Last summer, Derek Reimer contacted Ken Sawyer to ask him about joining the marching band as an incoming freshman. Derek started playing the French horn in 5th grade and was interested in joining the jazz band and marching bands.
Unfortunately, other schools had told Derek it wasn't possible for him to march on the field with the band, but he could play in the pit area. Then Derek called Ralston Valley.
"Mr. Sawyer said we'd figure out a way to get me to march everything," says Derek.
This was quite a commitment to a boy who is blind, unable to distinguish darkness from light. Despite this challenge, Derek impressed Sawyer immediately.
"If everybody came into the band, everybody came into everything with the desire he does, we'd be unbelievable," Sawyer said.
Upper classmen are key members of the band, as they are the ones who teach freshman how to memorize music and march at the same time. Sawyer knew Derek needed a strong leader as his mentor in the marching band.

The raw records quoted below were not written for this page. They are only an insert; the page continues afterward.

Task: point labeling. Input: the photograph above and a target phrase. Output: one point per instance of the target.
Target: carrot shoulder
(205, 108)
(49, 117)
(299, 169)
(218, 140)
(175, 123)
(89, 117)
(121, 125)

He asked the leader of the mellophone section, Melissa McNally to work with Derek. Melissa points out, "I don't think either one of us really realized what we got ourselves into until we started working and it was a lot of work, but it was definitely worth it."
Melissa had to learn to play her instrument with one hand, to keep another hand on Derek's shoulder. Together, they created a communication system to help Derek keep time and stay on the right foot, with taps on the shoulder. Melissa memorized both of their movements and positions on the field, to make sure they never lose their spot.
Derek explains, "Until you're in the band you don't know, but it's really serious because you don't want to mess up. If we get off, Melissa just kind of comes over grabs me and guides me in the way I need to go."
Derek and Melissa have not only become close friends through this process, but Derek has had a strong influence on the entire band.
Melissa says Mr. Sawyer made that possible early on.
"One of the practices, Mr. Sawyer made us do an exercise, and everyone in the band had to close their eyes and march to their set and play their music and we opened our eyes and we were so wrong, we were so off, and I think it was then everyone realized that what Derek does is incredible," she said.
This experience and these two band members specifically are part of the reason this band has performed so well. The Ralston Valley Marching Band entered the Colorado Bandmasters Association State Marching Band Festival ranked 12th in the 4A division. On the first day of the competition they competed against 32 other bands and made it to the top 20. In the next qualifying rounds the RV band finished in 9th place. Just the top 8 bands compete in the finals. This is the second best finish for the Ralston Valley Marching Band.
Next year, Melissa and Derek will be back, with ever higher expectations. Melissa will be a senior next year, and as a result of this experience is considering a college degree in teaching.
As for Derek, he's looking forward to participating in the jazz band and maybe even trying out for the role of Drum Major.